LAHY-MARECHAL Émilie, Chaumont – Grandrue

Testimonies collected in 1993 and 1994 by Patricia Lemaire and Robert Fergloute. Published with permission of Patricia Lemaire.

23 years old in 1944.
I had taken refuge with my parents at my sister’s in Grandru. The Germans weren’t there yet. The day after our arrival, Jules, my husband, suggested going to see what was happening in the region. We cycled to the northern edge of Hompré. As we heard shooting, Jules asked me to set out carefully on reconnaissance. So I went down to Hompré, my heart beating. I looked left and right, but it was impossible to see where the shots were coming from. As I approached the back of the village, I spotted the German soldiers who, indifferent to my presence, continued to wash and shave. I spoke to a villager who was on her doorstep: “Alice, they’re here! How come we hear shooting from all sides?”. “They are killing the hens,” she told me.

Chaumont area in 1943.

Calmly, I returned to join my husband. We parted again. He left for Chaumont to warn the Mayor of Bastogne, Mr. Materne, that the Germans were in Hompré.
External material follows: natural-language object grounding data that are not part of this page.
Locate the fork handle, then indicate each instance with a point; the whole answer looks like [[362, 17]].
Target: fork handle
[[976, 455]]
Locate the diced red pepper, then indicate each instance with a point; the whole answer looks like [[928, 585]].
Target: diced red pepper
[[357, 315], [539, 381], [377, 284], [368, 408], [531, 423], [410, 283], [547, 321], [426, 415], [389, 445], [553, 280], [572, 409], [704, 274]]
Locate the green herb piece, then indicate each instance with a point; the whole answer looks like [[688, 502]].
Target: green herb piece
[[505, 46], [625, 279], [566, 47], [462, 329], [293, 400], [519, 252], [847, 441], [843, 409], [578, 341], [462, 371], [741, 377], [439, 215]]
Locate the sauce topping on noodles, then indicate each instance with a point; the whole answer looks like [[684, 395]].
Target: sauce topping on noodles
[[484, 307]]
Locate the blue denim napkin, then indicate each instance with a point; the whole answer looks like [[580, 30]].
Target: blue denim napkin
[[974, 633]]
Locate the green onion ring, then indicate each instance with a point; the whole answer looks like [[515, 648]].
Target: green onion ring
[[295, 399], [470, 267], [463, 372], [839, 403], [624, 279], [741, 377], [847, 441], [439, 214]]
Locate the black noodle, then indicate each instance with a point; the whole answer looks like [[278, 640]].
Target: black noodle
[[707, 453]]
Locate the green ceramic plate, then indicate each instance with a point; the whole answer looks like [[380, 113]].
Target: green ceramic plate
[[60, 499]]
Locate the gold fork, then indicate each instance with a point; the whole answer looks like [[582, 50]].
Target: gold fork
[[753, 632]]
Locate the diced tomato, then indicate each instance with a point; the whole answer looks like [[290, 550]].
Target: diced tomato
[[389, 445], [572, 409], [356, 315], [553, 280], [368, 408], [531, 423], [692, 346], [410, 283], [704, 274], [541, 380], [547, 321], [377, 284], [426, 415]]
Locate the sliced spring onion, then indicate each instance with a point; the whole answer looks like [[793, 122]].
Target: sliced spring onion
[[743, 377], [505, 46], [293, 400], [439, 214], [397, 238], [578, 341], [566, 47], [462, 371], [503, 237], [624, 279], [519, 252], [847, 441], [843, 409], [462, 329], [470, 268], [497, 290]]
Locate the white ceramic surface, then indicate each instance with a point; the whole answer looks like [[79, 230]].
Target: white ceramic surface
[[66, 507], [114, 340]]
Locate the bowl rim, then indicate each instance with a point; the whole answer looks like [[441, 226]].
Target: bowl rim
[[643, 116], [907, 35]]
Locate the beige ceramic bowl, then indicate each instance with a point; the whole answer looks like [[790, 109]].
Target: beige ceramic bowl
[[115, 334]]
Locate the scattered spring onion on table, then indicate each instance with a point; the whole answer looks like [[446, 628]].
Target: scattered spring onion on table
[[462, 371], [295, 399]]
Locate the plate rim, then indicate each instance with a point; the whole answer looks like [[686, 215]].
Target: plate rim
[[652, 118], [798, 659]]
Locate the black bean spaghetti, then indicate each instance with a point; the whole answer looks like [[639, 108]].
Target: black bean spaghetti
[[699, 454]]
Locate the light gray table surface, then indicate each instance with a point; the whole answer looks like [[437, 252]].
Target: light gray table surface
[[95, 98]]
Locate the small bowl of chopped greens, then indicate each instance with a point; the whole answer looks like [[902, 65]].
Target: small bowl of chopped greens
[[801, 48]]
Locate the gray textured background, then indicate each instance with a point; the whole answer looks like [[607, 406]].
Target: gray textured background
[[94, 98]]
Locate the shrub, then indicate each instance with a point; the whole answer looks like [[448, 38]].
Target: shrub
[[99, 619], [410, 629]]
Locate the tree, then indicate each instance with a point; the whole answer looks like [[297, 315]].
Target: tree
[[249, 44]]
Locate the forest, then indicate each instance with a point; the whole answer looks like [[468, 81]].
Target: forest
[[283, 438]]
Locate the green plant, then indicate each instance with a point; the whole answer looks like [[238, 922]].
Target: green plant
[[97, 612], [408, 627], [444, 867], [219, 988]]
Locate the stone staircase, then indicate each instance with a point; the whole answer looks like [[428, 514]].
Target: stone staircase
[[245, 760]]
On my sister’s farm, many people had taken refuge in the vaulted stable below the path. Very quickly, the Germans occupied the village.

German paratroops occupying the area. Visual montage by the Ardennes Breakthrough Association asbl.

For three nights and three consecutive days, the Americans shelled Grandru. Few of us thought then of eating the provisions brought in a manna or of drinking the water collected in a bucket or of sleeping. A blanket over our heads, we squatted near the animals; we thought they were protecting us. After a lull, the din of explosions resumed. “V’là co one berwètée!” (“Here’s another load!”) someone said jokingly. Nervously, we laughed… but not for very long!

During the third day, the Germans, abandoning weapons and equipment, left Grandru. They were replaced, without fighting, by the Americans.